佳き時代の日本に「桁違いプライス」のクルマがいくつか存在した。クラウンが3台買えるといわれたトヨタ2000GTは、特別性能、特別仕立てのスーパーGTだった。
ロータリー・エンジンを引っさげて登場してきたコスモ・スポーツは確かに世界に無二の存在だった。もうひとつの桁違いプライスのクルマ、いすゞ117クーペはイタリアンテイストの手づくりボディが個性を輝かせていた。そんななか、日産が送り出したのは……そう、シルビア。
120万円という価格はセドリックの最上級モデル「カスタム6」よりも20万円高の設定。さて、それをどう考えるか。前二者に較べると価格差はそれほどでもない。特別感が少し足りなかった、と見るのか、「真っ当な」上級車と見るのか。
ともあれ、わが国自動車史の中で、ちょっと気になる存在であることはまちがいない。
いまも熱心な愛好家が存在する。初代シルビアの誕生からその後について紹介しよう。
文、写真/いのうえ・こーいち
■1964年の第11回「東京モーター・ショウ」
1964年といえば、初めての「東京オリンピック」が開催された年だ。それまでの「全日本自動車ショウ」から東京モーター・ショウに名前を変えたショウは、オリンピックの聖火を運んだグロリアも展示され、華やかなモデルが並んだ。
参考出品のマツダ・コスモ・スポーツは注目の的だったが、のちにトヨタ・スポーツ800になるパブリカ・スポーツやホンダ「エス」などが市販車に近い形で並べられ、より身近かになった憧れのスポーツカーに大盛況のショウであった。
そんななかで日産のブースに展示されたのが「ダットサン・クーペ1500」。シャープなエッジで構成されたクーペ・ボディはそんなに派手ではなかったけれど、充分に魅力的であった。
そもそも、その時期わが国のメーカーはどう進化していくか、さまざまな模索をしていた。当時からデザイン的には一歩先んじていたイタリアン・カロッツェリアにデザインを依頼した例も少なくなかった。
カロッツェリアメイドを売りものにするもの、逆に公表しないものもあった。カロッツェリアはデザインするだけでなく、試作車(それも走行可能な)まで製作してくれ、そのままショウに飾れるのも大きなメリットであった。
シルビアはドイツ人デザイナー、アルブレヒト・ゲルツをコンサルタントに招いて、社内でデザインされた、という。

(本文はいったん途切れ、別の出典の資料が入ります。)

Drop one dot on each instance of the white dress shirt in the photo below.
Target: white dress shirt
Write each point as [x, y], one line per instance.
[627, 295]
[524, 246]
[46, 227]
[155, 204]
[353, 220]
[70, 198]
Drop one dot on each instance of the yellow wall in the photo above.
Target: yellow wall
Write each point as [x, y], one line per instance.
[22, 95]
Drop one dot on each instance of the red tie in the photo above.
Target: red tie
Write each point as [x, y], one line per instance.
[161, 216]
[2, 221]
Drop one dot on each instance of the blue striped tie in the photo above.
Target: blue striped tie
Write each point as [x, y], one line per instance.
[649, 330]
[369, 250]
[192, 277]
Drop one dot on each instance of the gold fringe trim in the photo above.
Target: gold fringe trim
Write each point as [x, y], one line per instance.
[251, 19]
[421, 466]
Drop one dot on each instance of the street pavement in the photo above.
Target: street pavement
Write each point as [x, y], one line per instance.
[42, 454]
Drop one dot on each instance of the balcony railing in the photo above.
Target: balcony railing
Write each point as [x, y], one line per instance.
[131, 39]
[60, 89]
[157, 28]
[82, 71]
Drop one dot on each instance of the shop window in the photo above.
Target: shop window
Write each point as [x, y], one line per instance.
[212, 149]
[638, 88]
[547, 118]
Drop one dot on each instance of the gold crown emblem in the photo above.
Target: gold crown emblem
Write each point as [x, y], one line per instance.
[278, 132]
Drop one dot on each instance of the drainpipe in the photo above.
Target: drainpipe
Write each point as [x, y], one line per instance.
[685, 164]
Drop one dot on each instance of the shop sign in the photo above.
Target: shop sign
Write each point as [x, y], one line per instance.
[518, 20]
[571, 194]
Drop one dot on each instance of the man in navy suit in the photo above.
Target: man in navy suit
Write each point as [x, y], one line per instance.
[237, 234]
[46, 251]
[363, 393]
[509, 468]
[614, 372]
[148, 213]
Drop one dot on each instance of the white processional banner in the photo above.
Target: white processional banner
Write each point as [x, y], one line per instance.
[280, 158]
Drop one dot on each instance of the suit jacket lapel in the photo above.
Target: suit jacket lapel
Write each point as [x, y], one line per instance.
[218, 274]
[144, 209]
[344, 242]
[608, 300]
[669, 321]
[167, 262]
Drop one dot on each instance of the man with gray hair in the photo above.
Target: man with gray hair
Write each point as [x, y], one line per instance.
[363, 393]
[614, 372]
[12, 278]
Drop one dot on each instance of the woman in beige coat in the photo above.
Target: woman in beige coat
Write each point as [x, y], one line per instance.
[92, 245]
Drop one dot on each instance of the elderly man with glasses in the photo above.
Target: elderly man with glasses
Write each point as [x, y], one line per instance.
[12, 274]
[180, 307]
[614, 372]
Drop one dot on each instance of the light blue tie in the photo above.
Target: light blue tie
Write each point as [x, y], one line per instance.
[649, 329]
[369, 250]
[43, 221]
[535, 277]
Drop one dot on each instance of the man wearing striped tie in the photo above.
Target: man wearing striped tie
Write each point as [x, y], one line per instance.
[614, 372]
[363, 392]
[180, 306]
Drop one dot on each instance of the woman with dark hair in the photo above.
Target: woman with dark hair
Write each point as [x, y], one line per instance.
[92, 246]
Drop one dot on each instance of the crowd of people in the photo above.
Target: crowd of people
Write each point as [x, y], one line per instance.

最近でこそ、誰がデザインしただとかいろいろ個人名が発表されているが、「公式」には上記の通り。ゲルツは米国に渡って、有名な流線型デザイナー、レイモンド・ロウイに師事し、米国で多くのクルマをプロデュースした自動車輸入代理業を営むマックス・ホフマンの仲介でBMWの503や507をデザインした。
シルビアの「クリスプカット」と呼ばれるエッジの立ったデザインは、普通の量産モデルでは見られない個性を際立たせていた。
ゲルツはさらに日産-ヤマハでプロトタイプA550Xをつくった。日産2000GTとも噂されたそれは結局は試作に終わり、トヨタ-ヤマハのラインでトヨタ2000GTがつくられたのは、その背景の複雑さが伺い知れる。